Bloch-wave engineering of quantum dot-micropillars for cavity quantum electrodynamics experiments

TL;DR

This paper demonstrates the use of Bloch-wave engineering to create high-quality GaAs/AlAs micropillars with enhanced strong coupling properties for cavity quantum electrodynamics, achieving record quality factors and significant Rabi splitting.

Contribution

It introduces a novel Bloch-wave engineering design for micropillars that significantly improves their quality factor and coupling efficiency in quantum electrodynamics experiments.

Findings

Achieved a quality factor of 13,600 in micropillars.
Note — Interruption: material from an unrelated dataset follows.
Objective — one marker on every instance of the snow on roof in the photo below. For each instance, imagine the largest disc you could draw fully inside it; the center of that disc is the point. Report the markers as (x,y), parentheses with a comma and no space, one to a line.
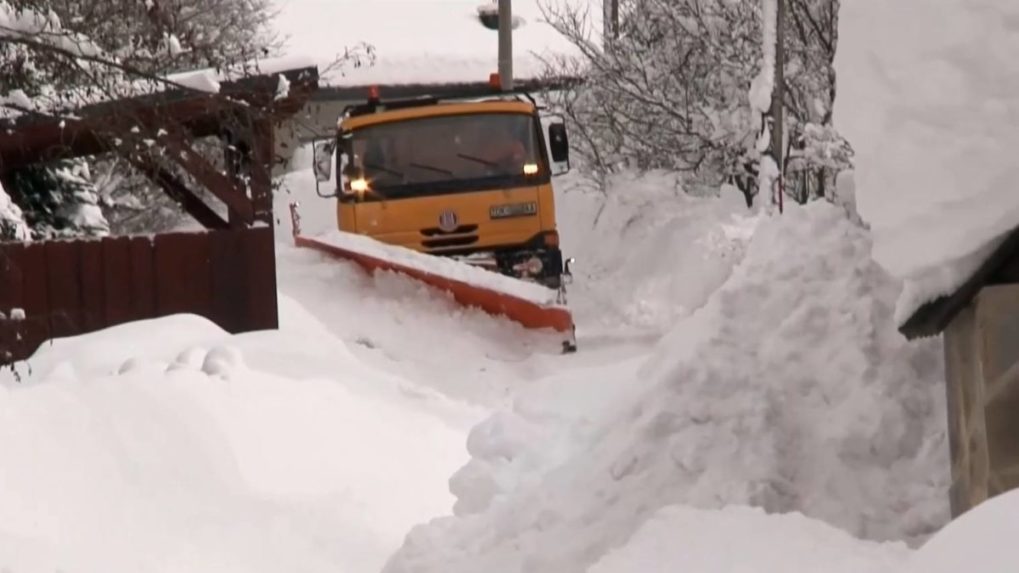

Observed a Rabi splitting of 85 μeV.

Demonstrated strong coupling with modest oscillator strength quantum dots.

Abstract

We have employed Bloch-wave engineering to realize submicron diameter ultra-high quality factor GaAs/AlAs micropillars (MPs). The design features a tapered cavity in which the fundamental Bloch mode is subject to an adiabatic transition to match the Bragg mirror Bloch mode. The resulting reduced scattering loss leads to record-high visibility of the strong coupling in MPs with modest oscillator strength quantum dots. A quality factor of 13,600 and a Rabi splitting of 85 \mueV with an estimated visibility v of 0.38 are observed for a small mode volume MP with a diameter dc of 850 nm.